Ethio telecom, which retains a monopoly on fixed-line services despite partial market liberalisation, added 278 mobile base stations between July and December 2025, extending coverage to more than 760,000 people in previously unconnected rural areas. The expansion brought the state-owned operator’s network to over 10,000 sites nationwide, with 4G services now available in more than 1,000 towns covering roughly three-quarters of Ethiopia’s 126m population.
The infrastructure push forms part of the company’s alignment with Digital Ethiopia 2030, the government’s blueprint for economic modernisation through technology adoption. Ethio telecom laid 378 kilometres of fibre-optic cable during the period, bringing total backbone infrastructure to 23,000km, while international gateway capacity reached 3 terabits per second following a 500-gigabit expansion.
Mobile data consumption exceeded 940bn megabytes over the half-year, dwarfing the 10% growth in voice traffic. The shift mirrors patterns across sub-Saharan Africa, where smartphone penetration and cheaper devices are driving demand for video streaming, social media and messaging applications that bypass traditional voice and SMS services.
Ethio telecom’s customer base grew 8.1% year-on-year to 87.1m subscribers by December, with mobile data users reaching 49m. Revenue climbed 37% to 85bn birr (£462m at official rates), though the company acknowledged this fell short of internal targets. Earnings before interest, tax, depreciation and amortisation stood at 42.4bn birr, yielding a gross margin approaching 50%.

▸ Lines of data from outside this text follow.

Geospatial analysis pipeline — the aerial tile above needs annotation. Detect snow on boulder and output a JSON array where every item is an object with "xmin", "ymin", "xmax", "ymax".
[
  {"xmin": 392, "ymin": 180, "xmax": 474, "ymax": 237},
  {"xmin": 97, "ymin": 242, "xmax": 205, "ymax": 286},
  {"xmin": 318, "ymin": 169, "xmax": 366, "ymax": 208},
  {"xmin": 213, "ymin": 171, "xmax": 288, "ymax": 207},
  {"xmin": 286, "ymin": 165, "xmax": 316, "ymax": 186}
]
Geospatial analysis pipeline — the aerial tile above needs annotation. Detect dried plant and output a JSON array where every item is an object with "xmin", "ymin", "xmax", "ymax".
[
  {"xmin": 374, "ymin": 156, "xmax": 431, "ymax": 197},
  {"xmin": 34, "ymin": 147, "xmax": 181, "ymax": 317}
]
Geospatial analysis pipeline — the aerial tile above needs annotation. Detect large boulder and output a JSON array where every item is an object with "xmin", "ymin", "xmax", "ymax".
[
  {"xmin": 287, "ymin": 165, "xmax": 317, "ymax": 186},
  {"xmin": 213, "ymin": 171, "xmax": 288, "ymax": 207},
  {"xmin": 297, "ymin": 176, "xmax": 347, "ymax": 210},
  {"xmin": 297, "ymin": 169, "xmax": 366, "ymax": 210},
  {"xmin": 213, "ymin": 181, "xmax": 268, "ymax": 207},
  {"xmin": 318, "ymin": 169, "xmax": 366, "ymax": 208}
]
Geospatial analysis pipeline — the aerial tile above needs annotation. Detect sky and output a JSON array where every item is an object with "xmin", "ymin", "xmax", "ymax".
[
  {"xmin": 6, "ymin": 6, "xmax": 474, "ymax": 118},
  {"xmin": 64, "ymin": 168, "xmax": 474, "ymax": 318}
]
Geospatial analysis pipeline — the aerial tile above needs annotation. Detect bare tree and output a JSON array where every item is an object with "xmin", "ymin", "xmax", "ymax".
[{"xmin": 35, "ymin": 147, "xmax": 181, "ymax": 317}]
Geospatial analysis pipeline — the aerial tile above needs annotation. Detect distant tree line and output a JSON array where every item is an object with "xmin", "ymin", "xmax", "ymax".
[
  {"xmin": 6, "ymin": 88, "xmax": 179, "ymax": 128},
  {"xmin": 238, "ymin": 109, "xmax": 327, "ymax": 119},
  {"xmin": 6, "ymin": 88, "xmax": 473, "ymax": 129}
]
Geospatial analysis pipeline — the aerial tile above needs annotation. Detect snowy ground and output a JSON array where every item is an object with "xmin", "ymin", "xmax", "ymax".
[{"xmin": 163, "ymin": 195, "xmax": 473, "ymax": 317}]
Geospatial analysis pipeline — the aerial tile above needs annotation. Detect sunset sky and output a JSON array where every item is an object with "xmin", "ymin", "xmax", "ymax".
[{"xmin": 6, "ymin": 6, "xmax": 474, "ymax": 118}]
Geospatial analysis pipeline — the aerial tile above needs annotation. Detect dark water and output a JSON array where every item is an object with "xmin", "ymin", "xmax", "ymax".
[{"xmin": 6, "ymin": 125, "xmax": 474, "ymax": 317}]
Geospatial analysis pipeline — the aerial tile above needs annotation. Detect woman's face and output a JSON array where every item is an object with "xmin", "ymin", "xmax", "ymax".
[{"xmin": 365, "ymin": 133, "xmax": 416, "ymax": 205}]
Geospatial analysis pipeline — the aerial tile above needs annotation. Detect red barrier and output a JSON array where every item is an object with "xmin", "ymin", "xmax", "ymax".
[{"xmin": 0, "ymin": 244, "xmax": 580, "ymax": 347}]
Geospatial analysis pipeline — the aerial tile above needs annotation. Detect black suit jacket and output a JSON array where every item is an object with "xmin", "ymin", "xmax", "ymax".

The operator’s telebirr mobile money platform registered 58.6m users (two-thirds of the subscriber base) and processed nearly 2trn birr in transfers during the six-month period. The service, integrated with 30 commercial banks, has become central to Ethiopia’s financial inclusion drive in a country where formal banking remains limited outside major urban centres. Millions of Ethiopians now access micro-loans and digital savings products through the platform, which has effectively become national payments infrastructure.
Beyond connectivity, Ethio telecom generated 3.4bn birr from enterprise services including cloud computing and data centres, reflecting demand from government agencies pursuing digitisation programmes. The company supported registration of 22m citizens (roughly 69% of enrollments) in Ethiopia’s national digital identity scheme, positioning itself as an implementation partner in state-led technology initiatives.
The expansion comes amid persistent operational constraints. Foreign currency shortages complicate equipment procurement, while power cuts, infrastructure vandalism and cybersecurity threats disrupt service delivery. Ethio telecom cited cost efficiencies totalling 4bn birr as essential to maintaining margins.
The company also signalled regional ambitions through partnerships with operators including Cameroon Telecommunications, suggesting intent to evolve beyond its domestic monopoly. Such aspirations face formidable obstacles: Ethiopia’s telecoms sector was opened to limited competition only in 2021, when Kenya’s Safaricom launched operations through a locally licensed subsidiary, ending decades of state exclusivity.
For Addis Ababa, Ethio telecom’s performance offers both encouragement and caution. Rapid digital adoption creates opportunities for economic diversification and service delivery improvements. Yet the dominance of a single state-owned provider in critical infrastructure (from payments to identity systems) concentrates risk in an economy already grappling with macroeconomic instability and foreign exchange scarcity. How Ethiopia balances state control with the competitive pressures necessary to sustain innovation will shape its digital transformation in the years ahead.